Serialized task is too large

Learn what to do when a serialized task is too large in Databricks.

Written by Adam Pavlacka

Last published at: May 11th, 2022

If you see the follow error message, you may be able to fix this error by changing the Spark config (AWS | Azure) when you start the cluster.

Serialized task XXX:XXX was XXX bytes, which exceeds max allowed: spark.rpc.message.maxSize (XXX bytes).
Consider increasing spark.rpc.message.maxSize or using broadcast variables for large values.

To change the Spark config, set the property:

spark.rpc.message.maxSize

While tuning the configuration is one option, typically this error message means that you send some large objects from the driver to executors, e.g., call parallelize with a large list, or convert a large R DataFrame to a Spark DataFrame.

If so, we recommend first auditing your code to remove large objects that you use, or leverage broadcast variables instead. If that does not resolve this error, you can increase the partition number to split the large list to multiple small ones to reduce the Spark RPC message size.

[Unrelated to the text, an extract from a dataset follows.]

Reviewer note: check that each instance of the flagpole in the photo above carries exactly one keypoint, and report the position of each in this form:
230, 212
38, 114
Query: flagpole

Here are examples for Python and Scala:

Python

largeList = [...] # This is a large list
partitionNum = 100 # Increase this number if necessary
rdd = sc.parallelize(largeList, partitionNum)
ds = rdd.toDS()
Delete

Scala

val largeList = Seq(...) // This is a large list
val partitionNum = 100 // Increase this number if necessary
val rdd = sc.parallelize(largeList, partitionNum)
val ds = rdd.toDS()
Delete

R users need to increase the Spark configuration spark.default.parallelism to increase the partition number at cluster initialization. You cannot set this configuration after cluster creation.